Although interesting in itself from an academic point of view, this history of the Kurds is crucially important in determining their future. Linguistically and, to an extent, culturally, there are strong similarities between sedentary Arabs and the Bedouin, or their recently-settled descendants of the Syrian Jazira. But the Kurds have a completely different language, culture and history, shaped by these past events. Having had Kurdish friends during
my semester abroad in Syria, the story of their people’s history is familiar. On the various occasions when I was given different slants on Kurdish history and the Kurdish position in modern societies, I pondered what it would be like to be a Kurd in Syria.
Higher education in the country is focussed in the west, in cities like Damascus, Aleppo and Lattakia, all of which have Arab majorities, but even then it can be difficult for Kurds to travel freely, and it is certainly impossible for them to access any serious education in their own language. Hundreds of thousands of Syrian Kurds have been treated by the government as foreigners after a hugely controversial 1962 census which determined that they and their descendents were illegal immigrants from Turkey, and are thus without citizenship of any country – although those Kurds who do have Syrian citizenship never fail to provide a bizarre sight in cities like Aleppo, as these moustachioed redheads roam the streets drinking Efes. Heavy restrictions are in place on the use of Kurdish in the media, as well as the registration of children with Kurdish names.
Linguistic restrictions on Kurdish raise a particularly important point. The formal name of Syria, the Syrian Arab Republic, reveals who the government thinks is the dominant community. Some opponents of the al-Asad government seek an end to the government-enforced Arab dominance of the country, a hangover partially from the Nasserite era of anti-colonialist reaction. But what the Syrian and Egyptian protests definitely have had in common, though, is an opportunity for ethnic and cultural minorities to reassert their positions – perhaps even to delete the ‘al-arabiyya’ from the names of their respective republics.
You could call it a difficult situation. How people are trying to negotiate it now, though, is complex, as has been adumbrated above. Do Kurds protest in favour of regime change (something of a scare-phrase among British broadsheet journalists), or for a new state of their own? The cultural difference between Arab and Kurd, however, has brought in some fields the sort of cultural intercourse almost unthinkable in Britain between mainstream society and immigrant communities. The fashion for a fusion of modern and traditional elements in contemporary Kurdish music over the past thirty years or so has productively influenced Arab musicians in Syria. Ciwan Haco is one of my favourite Kurdish artists, and indeed probably the most famous exponent of the Kurmanji dialect in song, whose style has undeniably brought new and useful ideas to the Arab music scene in Syria.
Examples like this, the reports of protests in Qamishli and Hassake, and recollections of drunken political conversations in Syria, all lead me to wonder how many Kurds really want to break away from Syria.

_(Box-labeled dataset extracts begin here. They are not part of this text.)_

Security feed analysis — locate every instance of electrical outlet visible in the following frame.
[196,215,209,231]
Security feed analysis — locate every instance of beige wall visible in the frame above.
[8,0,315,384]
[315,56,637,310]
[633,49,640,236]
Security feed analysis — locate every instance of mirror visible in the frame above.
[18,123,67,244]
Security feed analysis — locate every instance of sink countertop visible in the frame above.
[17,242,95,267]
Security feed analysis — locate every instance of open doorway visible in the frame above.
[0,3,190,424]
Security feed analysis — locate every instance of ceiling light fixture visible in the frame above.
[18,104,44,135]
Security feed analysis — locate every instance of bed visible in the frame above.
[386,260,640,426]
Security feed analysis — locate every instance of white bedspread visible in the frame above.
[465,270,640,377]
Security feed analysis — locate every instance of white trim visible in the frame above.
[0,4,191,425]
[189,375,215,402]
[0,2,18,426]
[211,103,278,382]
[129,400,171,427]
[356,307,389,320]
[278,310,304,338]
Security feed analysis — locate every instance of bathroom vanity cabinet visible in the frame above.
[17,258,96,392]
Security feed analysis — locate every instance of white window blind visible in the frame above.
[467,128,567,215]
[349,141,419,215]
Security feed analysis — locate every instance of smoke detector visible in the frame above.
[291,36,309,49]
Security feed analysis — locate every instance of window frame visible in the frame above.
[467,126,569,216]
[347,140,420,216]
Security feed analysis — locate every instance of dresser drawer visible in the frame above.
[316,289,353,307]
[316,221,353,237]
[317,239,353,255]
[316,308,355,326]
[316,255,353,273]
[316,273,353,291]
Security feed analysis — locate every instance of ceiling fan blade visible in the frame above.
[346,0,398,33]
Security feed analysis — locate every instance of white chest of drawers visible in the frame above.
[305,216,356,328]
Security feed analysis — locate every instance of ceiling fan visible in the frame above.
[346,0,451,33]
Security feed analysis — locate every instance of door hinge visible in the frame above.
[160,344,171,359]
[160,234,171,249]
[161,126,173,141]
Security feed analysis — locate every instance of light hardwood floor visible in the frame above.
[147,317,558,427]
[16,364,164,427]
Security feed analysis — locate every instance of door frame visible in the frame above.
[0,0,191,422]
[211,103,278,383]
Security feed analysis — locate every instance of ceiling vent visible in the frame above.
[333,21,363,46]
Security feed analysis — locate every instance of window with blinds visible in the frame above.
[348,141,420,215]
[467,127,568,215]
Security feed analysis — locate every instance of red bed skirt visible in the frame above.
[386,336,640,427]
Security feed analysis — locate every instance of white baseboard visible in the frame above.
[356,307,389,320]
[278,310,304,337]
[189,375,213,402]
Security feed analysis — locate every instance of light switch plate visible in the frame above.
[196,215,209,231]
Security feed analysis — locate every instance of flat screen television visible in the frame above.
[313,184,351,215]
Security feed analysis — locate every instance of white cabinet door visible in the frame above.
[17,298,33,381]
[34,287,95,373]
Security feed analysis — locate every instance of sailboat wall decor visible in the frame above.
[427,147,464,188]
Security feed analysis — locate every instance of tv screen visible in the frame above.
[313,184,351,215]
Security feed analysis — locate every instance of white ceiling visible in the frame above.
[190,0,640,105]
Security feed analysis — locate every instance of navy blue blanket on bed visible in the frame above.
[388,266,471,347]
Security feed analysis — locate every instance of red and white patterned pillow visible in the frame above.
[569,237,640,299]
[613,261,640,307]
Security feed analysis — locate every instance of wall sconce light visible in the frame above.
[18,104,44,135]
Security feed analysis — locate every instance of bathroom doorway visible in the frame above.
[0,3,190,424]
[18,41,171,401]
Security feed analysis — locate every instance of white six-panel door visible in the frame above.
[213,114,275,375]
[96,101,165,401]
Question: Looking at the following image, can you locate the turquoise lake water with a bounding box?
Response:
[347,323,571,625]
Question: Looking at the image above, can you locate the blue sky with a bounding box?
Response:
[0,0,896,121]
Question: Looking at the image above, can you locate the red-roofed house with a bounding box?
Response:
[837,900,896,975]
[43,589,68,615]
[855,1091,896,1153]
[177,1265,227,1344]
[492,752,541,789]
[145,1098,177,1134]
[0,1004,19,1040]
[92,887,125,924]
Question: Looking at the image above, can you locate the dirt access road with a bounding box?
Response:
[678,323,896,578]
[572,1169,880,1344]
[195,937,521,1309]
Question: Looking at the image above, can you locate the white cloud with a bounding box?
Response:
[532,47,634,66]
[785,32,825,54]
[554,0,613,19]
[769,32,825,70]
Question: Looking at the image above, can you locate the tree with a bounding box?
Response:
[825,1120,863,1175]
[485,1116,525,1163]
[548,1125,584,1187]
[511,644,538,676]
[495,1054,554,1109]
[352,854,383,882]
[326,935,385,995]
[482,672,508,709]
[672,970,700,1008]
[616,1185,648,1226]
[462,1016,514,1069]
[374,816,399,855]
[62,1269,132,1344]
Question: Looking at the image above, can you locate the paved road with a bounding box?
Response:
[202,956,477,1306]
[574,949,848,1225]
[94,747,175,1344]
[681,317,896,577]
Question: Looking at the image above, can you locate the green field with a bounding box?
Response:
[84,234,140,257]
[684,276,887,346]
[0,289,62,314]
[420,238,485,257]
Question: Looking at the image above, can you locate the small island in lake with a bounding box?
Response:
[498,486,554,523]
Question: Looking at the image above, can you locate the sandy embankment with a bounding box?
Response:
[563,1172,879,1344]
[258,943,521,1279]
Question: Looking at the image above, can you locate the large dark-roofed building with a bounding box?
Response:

Is this ‘al-Arabiyya’ and the attitude that comes with it the only stumbling block to their full participation in society? Despite some discrepancies, Arab and Kurd have got along for a millennium, give or take. From the cooperation of the Uqayli Bedouin and Marwanid Kurds in defending northern Mesopotamia from the Turks to the cosmopolitan attitudes of today’s Aleppines, to wipe clean this venerable legacy would be a sad loss.